John Kenneth (JK) Galbraith was a Canadian and American economist, public official, and diplomat, and a leading proponent of 20th-century American liberalism.
JK Rowling is the well-known author of children’s fiction.
Ro(bert) Galbraith is the pseudonym chosen by Rowling to publish a series of pleasingly old-fashioned detective novels. This is the first.
At first, I couldn’t quite believe what I was reading. Descriptions of the familiar wreckage of the Crossrail building works at the end of Tottenham Court Road? An office in Tin Pan Alley (Denmark Street)? An unwanted temporary secretary who turns out to be frighteningly competent? A down-at-heel (down one heel, anyway) detective who mostly handles divorces but finds himself investigating a murder?
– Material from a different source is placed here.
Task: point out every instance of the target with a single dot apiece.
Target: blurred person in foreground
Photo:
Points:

Check, check, check. After a while, you just go with it. It’s fun. She’s having fun. He’s down at heel, you say? Correct. He’s so down at heel, he has to wear a prosthetic leg. Boom-tish.
I started reading this on the weekend that Peaches Geldof died. The story concerns a supermodel who has died of an apparent suicide. There’s a feeding frenzy in the press, everyone poring over pictures of her. Phones were hacked. It was quite disconcertingly real, given the familiar London settings.
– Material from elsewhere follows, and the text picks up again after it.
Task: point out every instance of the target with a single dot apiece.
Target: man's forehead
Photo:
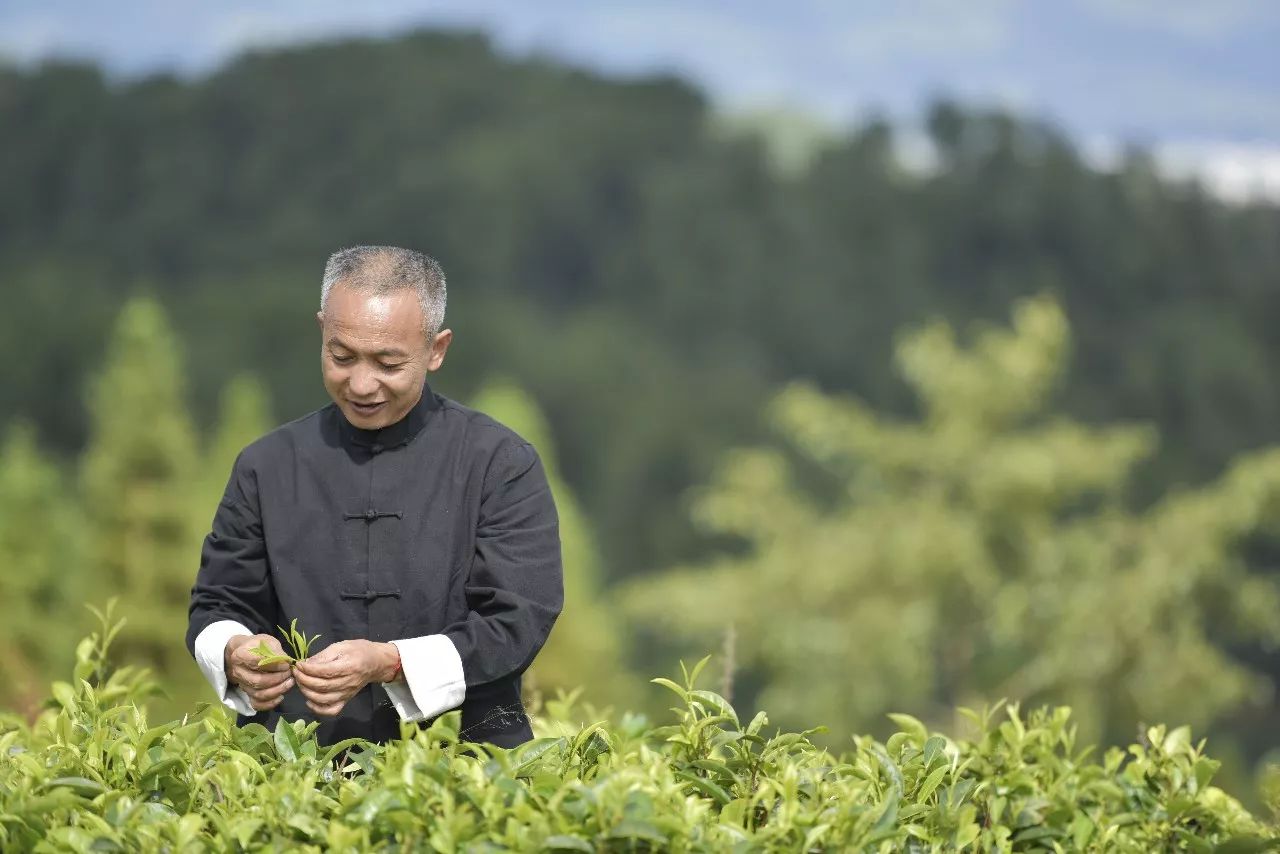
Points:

I’ve never read any Harry Potter. But I like a good detective novel, and what I like about this is that it’s unashamedly in love with the genre. Detectives are unlucky in love, hopeless at relationships, damaged, but still better than the sweaty doughnut munchers who miss all the clues and don’t investigate properly.
I’m not going to blast this for being clichéd, because it’s too much fun. And what Galbraith/Rowling has obviously spotted is that nobody does this kind of thing anymore. A good old-fashioned yarn, featuring a detective with an office, and a secretary, a pile of pot noodles, and a camp bed in the corner.
This is the antidote to the fashion for the doom-laden grimness of Scandi-noir. Very enjoyable.